The question here is, is social media addictive and is it harmful. If we have enough evidentiary proof, then yes, it should be banned just like we do for alcohol or cigarettes.
We also ban porn for kids. And we don't need any ID proofs in implementing the ban. So we have a precedent. It's not perfect, but society knows it's bad, government, family, schools come together and implement the ban. No need for IDs etc and give more control to government.
Well not exactly earning calls in the classical sense, but haven't you heard about these startups announcing how they have scaled to $100 million in 3 months etc. Maybe revenue calls every quarter.
This will need a separate blog post But when you give something for free, then you will run out of that resource. So yes, companies have too little GPUs to give their services for free, but too many GPUs for their paid services.
Why would you go inside a chat box and try to force fit applications and show the applications in weird ways and then finally link out to the actual application instead of just putting a chat box inside the application which is the accepted way.

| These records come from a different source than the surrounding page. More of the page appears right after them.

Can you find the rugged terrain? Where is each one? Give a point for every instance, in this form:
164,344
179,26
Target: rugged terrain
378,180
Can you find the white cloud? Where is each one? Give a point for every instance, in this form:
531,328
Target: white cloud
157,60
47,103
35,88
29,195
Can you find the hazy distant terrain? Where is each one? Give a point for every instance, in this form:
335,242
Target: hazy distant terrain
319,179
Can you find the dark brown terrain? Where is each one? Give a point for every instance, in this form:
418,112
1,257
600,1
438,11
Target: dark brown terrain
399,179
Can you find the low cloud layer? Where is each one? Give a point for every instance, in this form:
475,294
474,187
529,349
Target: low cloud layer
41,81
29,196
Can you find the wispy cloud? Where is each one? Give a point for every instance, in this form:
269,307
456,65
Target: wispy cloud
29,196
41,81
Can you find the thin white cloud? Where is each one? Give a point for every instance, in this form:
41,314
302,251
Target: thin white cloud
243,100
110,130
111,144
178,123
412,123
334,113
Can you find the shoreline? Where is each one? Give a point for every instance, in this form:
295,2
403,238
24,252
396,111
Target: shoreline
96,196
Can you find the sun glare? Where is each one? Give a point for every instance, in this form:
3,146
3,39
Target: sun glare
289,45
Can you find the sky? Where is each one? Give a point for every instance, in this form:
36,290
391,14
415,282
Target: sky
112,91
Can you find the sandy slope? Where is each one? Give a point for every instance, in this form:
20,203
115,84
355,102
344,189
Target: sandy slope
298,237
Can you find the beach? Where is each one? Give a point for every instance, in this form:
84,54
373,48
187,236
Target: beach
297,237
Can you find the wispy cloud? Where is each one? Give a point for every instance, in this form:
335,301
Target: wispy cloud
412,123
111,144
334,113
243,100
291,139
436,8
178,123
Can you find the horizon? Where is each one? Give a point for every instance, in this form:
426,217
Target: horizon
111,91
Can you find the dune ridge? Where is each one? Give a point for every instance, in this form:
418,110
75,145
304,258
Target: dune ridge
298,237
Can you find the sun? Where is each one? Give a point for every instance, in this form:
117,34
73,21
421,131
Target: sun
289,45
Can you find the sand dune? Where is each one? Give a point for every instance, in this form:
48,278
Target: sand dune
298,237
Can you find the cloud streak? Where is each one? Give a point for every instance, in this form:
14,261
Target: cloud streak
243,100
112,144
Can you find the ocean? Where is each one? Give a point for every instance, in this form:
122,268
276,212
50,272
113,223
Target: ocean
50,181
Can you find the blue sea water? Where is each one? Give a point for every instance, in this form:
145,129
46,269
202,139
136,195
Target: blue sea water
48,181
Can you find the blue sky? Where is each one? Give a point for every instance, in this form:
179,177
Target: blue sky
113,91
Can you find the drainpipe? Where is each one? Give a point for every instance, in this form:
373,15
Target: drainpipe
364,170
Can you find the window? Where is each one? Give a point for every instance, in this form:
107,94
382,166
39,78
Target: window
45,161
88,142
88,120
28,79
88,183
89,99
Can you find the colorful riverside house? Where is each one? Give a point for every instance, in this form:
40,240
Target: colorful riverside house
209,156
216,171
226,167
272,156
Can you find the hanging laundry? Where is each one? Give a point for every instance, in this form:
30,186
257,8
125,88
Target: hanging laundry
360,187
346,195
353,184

If I had a human assistant, I'd ask them to book my flight. The chat box is your window to your AI assistant. Maybe this new assistant hasn't earned your trust yet, but it makes sense that trust-aside, you'd ask your assistant to do whatever they could do for you.
Years ago (in the age of flip phones, think pre 2001) I worked at a bank.
When we launched our mobile banking platform, one of the PM's there swore up and down that we should be piloting banking by text message. He was fabulously wrong at the time and in the end got a lot of things right.
There are a lot of applications that could fit in a text box provided that your not doing the work rather that your delegating it.